Maintaining sound money amid and after the pandemic

Agustín Carstens – 50. Economic Conference

Speech by Agustín Carstens

General Manager, Bank for International Settlements

SNB 50th Economic Conference on “Sound money – a noble goal under constant fire”, Zurich, 8 October 2020


I would like to thank the SNB for inviting me to the 50th Economic Conference. It’s a great honour to be here today at this round anniversary. Let me mention that we too are marking a round anniversary this year, the BIS’s 90th, and we are grateful to the Swiss community for all the support you have given us over the years. The BIS has evolved over time to become a hub for central banks, with the overall goal of promoting global monetary and financial stability. Put differently, we aim to promote sound money worldwide. As the title of the conference suggests, sound money is a noble goal under constant fire and it is a continuous challenge for central banks to defend it.

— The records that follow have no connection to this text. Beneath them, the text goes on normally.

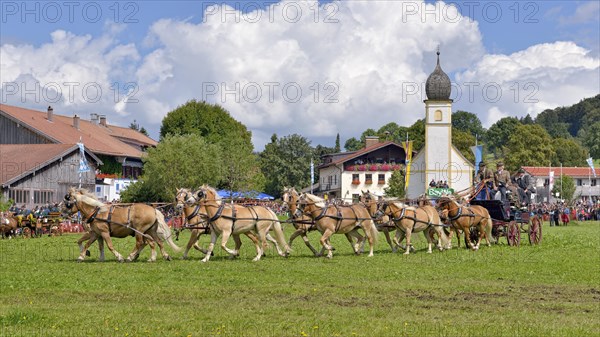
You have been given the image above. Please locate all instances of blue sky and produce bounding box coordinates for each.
[0,1,600,150]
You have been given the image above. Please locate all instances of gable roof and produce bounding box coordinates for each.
[0,104,157,158]
[523,166,598,177]
[0,144,102,185]
[323,141,416,167]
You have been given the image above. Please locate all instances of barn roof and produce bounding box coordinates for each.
[0,144,102,186]
[0,104,157,158]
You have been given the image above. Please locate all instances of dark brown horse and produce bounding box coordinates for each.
[63,188,180,262]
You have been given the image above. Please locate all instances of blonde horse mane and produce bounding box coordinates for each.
[69,187,108,212]
[304,193,325,208]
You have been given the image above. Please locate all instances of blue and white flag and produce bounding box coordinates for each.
[471,145,483,175]
[586,157,596,178]
[77,143,90,173]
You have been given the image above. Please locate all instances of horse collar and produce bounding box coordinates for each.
[448,206,462,221]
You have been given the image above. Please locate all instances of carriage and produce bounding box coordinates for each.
[472,200,542,246]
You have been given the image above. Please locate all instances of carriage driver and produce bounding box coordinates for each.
[494,161,510,201]
[475,161,494,200]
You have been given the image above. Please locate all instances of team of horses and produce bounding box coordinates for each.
[0,185,493,262]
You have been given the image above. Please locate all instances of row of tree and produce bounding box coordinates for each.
[121,95,600,202]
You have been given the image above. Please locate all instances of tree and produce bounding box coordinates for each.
[582,121,600,159]
[484,117,521,158]
[124,134,226,201]
[552,138,588,166]
[383,170,406,198]
[452,129,475,163]
[260,134,313,197]
[452,110,485,138]
[552,175,575,204]
[504,124,556,171]
[344,137,364,151]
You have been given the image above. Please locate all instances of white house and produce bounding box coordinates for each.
[318,137,406,202]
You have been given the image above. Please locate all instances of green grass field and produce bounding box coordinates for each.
[0,222,600,336]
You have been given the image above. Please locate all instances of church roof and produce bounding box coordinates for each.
[425,50,452,101]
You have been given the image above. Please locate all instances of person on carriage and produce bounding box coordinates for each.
[515,168,533,206]
[494,162,511,201]
[475,161,494,200]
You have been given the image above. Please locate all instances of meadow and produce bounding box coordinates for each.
[0,222,600,336]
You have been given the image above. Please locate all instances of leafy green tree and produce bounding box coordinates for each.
[126,134,226,201]
[344,137,364,151]
[452,129,475,163]
[485,117,521,158]
[452,110,485,138]
[383,170,406,198]
[552,175,575,204]
[504,124,556,171]
[582,121,600,159]
[552,138,588,166]
[160,100,259,191]
[260,134,314,197]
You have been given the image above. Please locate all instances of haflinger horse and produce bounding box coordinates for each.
[175,188,276,260]
[0,213,18,239]
[437,196,495,250]
[360,190,398,253]
[62,188,181,262]
[382,200,448,254]
[194,185,290,262]
[298,193,378,258]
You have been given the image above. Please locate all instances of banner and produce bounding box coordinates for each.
[471,145,483,175]
[77,143,90,173]
[404,140,412,191]
[586,157,596,178]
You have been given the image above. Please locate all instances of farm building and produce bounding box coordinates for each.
[0,144,102,208]
[0,104,157,205]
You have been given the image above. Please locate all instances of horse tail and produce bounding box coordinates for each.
[155,209,181,253]
[485,214,496,243]
[268,209,291,254]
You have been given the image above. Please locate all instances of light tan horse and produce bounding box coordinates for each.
[360,190,398,253]
[383,201,448,254]
[298,193,378,258]
[437,197,494,250]
[175,188,258,260]
[195,185,290,262]
[63,188,180,262]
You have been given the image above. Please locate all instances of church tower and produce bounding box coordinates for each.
[424,50,452,189]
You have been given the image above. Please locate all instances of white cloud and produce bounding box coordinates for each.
[0,1,599,150]
[456,41,600,127]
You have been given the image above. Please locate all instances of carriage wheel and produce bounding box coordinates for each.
[465,227,479,249]
[529,216,542,245]
[506,220,521,246]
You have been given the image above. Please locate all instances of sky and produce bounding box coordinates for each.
[0,0,600,151]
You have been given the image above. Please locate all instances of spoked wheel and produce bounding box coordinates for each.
[506,220,521,246]
[529,216,542,245]
[465,227,479,249]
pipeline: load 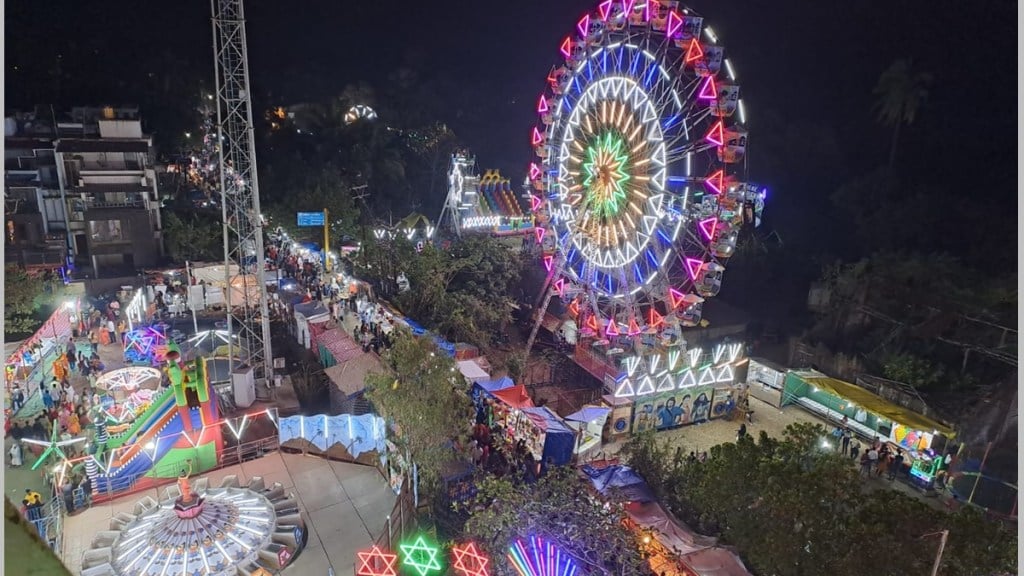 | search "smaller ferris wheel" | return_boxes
[527,0,766,373]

For a long time, bringing inflation down and keeping it from rising was the main challenge faced by central banks. More recently, however, a new challenge has emerged: fighting persistently low inflation and economic stagnation in a low interest rate environment. The Covid-19 shock has massively compounded this challenge.

Central banks’ response to the pandemic

The pandemic has been a threefold shock: a public health crisis, an economic sudden stop and, initially, a short-lived but acute financial crisis. The consequence is, according to current forecasts, the most severe global economic downturn on record, at least since World War II (Graph 1). The IMF currently expects global real GDP growth in 2020 to fall by 5%, with an 8% contraction in advanced economies and a 3% recession in emerging and developing economies (IMF, World Economic Outlook, June update).

These numbers factor in the buffering effects of the unprecedented policy reaction. Governments have launched massive fiscal stimulus programmes. Central banks were again at the forefront, cutting policy rates where possible and launching large-scale balance sheet measures. A defining feature of the crisis response has been far-reaching direct support for households and businesses to limit social distress and avert unnecessary bankruptcies that could hold back the recovery.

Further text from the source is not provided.